Sebbene sia stata a lungo dibattuta l’autenticità del suo miliziano colpito a morte, è il dibattito stesso la prova dell’amor di cronaca che, ad oggi, pare essere sempre più lusingato dai prezzi e mortificato da un’estetica discutibile, raffazzonata e superflua.

Mario Dondero aveva accolto la lezione.
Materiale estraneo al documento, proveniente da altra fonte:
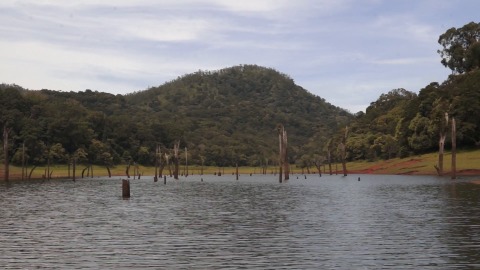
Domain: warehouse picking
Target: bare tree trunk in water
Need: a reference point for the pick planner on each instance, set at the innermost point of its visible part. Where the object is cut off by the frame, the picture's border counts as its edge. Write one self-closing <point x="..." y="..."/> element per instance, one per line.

Di origini genovesi, ma milanese di nascita, Dondero avrebbe voluto diventare un marinaio, prima di diventare partigiano, poi giornalista per Il Manifesto e infine fotografo ad incarnare una delle personalità più originali del fotoreportage contemporaneo, nonché controverso sostenitore della tecnica in bianco e nero a discapito del colore che “si sa, distrae dal vero”.
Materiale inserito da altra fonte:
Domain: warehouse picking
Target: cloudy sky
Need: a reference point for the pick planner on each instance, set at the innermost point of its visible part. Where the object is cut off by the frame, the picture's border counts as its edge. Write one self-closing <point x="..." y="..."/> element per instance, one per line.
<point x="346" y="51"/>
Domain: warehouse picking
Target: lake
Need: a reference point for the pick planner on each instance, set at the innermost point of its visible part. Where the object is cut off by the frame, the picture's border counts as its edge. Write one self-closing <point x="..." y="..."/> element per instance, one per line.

Lui che del vero e dell’amor di cronaca aveva fatto non solo lo spunto, ma il leit motiv di una vita condotta sulla falsariga della solitudine, non solo ardentemente voluta, ma addirittura necessaria.
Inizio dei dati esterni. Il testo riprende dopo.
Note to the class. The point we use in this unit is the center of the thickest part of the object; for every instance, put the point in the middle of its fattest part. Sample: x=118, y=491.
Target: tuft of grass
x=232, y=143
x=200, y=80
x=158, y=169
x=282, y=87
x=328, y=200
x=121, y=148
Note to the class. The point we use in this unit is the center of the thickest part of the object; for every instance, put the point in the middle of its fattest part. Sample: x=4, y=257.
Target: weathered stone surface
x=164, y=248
Perché bisogna assaporare il gusto dolceamaro della solitudine, prima che si riesca a maturare coscientemente l’amore per gli altri.

Amare la gente fino al punto di volerla raccontare in tutta la sua straziante umanità nei confini, forse ristretti ma senza dubbio romantici e genuini nella loro essenzialità, dei sei centimetri per quattro del formato analogico.

E fu proprio lui ad affermare, in uno slancio di disarmante lucidità nonostante la lunga malattia lo avesse ormai quasi del tutto sopraffatto, che “è la troppa estetica ad uccidere la verità”. Se la verità ha un prezzo, allora forse è proprio quello di privarla di ogni velleità, di ogni pretesa di avvenenza, del velo di bellezza che ne nasconde inevitabilmente le storture. La consapevolezza che la crudeltà, la violenza, l’efferatezza sono sue costanti e parti inscindibili.

Forse è per questo che di Dondero vale la pena soffermarsi a guardare, allo stesso tempo, una delle foto scattate nel campo degli orrori di Theresienstadt e la foto che ritrae Laura Betti con l’eyeliner nerissimo e calcato con decisione sulle palpebre secondo la moda dell’epoca. La verità, in fin dei conti, un prezzo ce lo ha veramente: quello di accettare, congiuntamente al piacere della seduzione, il compromesso della pena.

Ed è lo scotto che chiunque abbia l’ambizione di raccontarla dovrebbe pagare, senza rifugiarsi sotto il velo di grezze ipocrisie vendute come oro colato. Al miglior offerente, ovviamente.